- 15 mins
- 150 mins
Ingredients
- 1 cup brown sugar
- 1/2 cup butter or margarine
- 1/4 cup whipping (heavy) cream
- 3/4 cup chopped pecans
- 2 3/4 cups flour
- 2 teaspoons baking powder
- 2 teaspoons ground cinnamon
- 1 teaspoon salt
- 1/2 teaspoon baking soda
- 1/2 teaspoon ground nutmeg
- 1/4 teaspoon ground cloves
- 1 1/2 cups sugar
- 1 cup vegetable oil
- 4 eggs
- 1 can (15 ounces) pumpkin
- Cream Cheese Frosting
- 1/2 teaspoon pumpkin pie spice
- Caramel topping
Preparation
Step 1
Heat over to 350 degrees. Heat brown sugar, butter and whipping cream in 2-quart saucepan over medium heat, stirring occasionally, until butter is melted. Pour into ungreased rectangular pan, 13x9x2 inches. Sprinkle with pecans.

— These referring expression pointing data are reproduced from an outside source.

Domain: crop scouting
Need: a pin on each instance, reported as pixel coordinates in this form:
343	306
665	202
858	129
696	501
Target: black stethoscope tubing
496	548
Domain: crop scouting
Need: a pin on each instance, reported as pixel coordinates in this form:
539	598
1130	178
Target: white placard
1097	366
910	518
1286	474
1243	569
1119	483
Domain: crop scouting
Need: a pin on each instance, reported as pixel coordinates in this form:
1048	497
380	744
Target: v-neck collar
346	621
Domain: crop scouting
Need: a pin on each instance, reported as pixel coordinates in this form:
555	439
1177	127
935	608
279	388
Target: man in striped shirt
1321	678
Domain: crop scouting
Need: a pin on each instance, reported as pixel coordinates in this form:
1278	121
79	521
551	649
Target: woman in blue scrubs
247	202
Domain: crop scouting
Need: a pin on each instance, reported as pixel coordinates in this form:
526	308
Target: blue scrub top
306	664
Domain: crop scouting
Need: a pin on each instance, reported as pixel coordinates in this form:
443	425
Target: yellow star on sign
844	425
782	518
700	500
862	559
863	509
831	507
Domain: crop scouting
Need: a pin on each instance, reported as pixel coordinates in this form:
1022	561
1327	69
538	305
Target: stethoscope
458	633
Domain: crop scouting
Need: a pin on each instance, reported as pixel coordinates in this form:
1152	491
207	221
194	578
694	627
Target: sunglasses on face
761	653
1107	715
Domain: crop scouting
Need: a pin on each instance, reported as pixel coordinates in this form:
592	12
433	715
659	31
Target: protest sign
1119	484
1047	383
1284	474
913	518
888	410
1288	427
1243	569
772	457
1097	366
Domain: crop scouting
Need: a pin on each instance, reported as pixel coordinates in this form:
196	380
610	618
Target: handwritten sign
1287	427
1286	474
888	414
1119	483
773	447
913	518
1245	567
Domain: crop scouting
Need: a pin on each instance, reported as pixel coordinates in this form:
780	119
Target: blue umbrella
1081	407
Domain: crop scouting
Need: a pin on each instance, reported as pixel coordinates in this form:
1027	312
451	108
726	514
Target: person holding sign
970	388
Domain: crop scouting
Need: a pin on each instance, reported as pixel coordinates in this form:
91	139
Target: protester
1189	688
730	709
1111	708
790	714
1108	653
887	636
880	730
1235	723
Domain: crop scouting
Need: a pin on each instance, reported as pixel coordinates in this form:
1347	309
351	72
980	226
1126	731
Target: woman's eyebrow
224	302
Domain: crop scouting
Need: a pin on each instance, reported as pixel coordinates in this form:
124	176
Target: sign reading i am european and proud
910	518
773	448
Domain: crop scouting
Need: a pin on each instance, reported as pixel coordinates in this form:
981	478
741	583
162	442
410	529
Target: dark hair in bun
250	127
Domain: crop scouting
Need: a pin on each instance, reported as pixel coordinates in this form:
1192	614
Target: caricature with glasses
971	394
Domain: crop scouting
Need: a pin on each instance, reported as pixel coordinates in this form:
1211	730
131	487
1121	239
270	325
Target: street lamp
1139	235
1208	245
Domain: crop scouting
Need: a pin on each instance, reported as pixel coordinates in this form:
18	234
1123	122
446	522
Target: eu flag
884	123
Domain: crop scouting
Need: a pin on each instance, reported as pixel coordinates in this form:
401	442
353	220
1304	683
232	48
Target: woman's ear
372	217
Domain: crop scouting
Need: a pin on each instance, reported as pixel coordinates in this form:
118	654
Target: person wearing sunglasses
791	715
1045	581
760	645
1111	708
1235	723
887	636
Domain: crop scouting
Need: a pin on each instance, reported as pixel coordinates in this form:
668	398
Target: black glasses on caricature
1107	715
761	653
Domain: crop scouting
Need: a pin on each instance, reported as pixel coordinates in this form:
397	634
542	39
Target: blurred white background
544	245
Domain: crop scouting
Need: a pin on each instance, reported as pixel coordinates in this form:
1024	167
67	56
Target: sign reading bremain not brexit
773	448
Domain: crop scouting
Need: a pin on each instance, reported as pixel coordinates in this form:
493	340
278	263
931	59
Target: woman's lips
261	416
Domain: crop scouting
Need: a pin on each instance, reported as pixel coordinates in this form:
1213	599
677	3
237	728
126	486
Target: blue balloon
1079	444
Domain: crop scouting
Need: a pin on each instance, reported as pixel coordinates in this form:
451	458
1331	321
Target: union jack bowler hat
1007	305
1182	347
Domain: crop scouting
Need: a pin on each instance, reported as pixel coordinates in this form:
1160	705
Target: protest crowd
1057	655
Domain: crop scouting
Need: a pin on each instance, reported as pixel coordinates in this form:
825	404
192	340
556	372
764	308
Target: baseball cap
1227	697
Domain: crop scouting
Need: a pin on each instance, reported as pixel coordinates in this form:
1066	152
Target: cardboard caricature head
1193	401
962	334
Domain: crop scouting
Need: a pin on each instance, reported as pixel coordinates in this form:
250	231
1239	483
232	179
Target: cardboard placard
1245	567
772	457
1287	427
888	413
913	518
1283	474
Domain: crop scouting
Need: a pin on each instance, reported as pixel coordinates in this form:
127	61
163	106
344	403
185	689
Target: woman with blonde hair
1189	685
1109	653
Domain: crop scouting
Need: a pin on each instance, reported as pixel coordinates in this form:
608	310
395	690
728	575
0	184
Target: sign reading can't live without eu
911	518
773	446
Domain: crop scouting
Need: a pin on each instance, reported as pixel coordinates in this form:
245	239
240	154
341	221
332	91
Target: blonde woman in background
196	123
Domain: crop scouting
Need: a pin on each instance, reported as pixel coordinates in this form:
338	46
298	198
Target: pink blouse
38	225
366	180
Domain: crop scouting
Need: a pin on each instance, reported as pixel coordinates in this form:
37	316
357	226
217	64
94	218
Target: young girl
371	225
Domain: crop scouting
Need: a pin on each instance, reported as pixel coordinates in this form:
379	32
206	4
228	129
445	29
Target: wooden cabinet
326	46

Mis flour, baking powder, cinnamon, salt, baking soda, nutmeg and cloves; set aside. Beat sugar, oil, eggs and pumpkin in large bowl with electric mixer on medium speed 1 minute, scraping bowl constantly. Gradually beat in flour mixture on medium speed 2 minutes, scraping bowl occasionally. Carefully spoon batter over pecan mixture.
Bake 30-35 minutes or until toothpick inserted in center comes out clean. Cool 10 minutes. Place heatproof serving tray upside down onto pan; turn tray and pan over. Let pan remain over cake a few minutes. Cool completely, about 1 1/2 hours.
Mix pumpkin pie spice into cream cheese frosting. Frost top of cake. Squirt caramel topping on icing.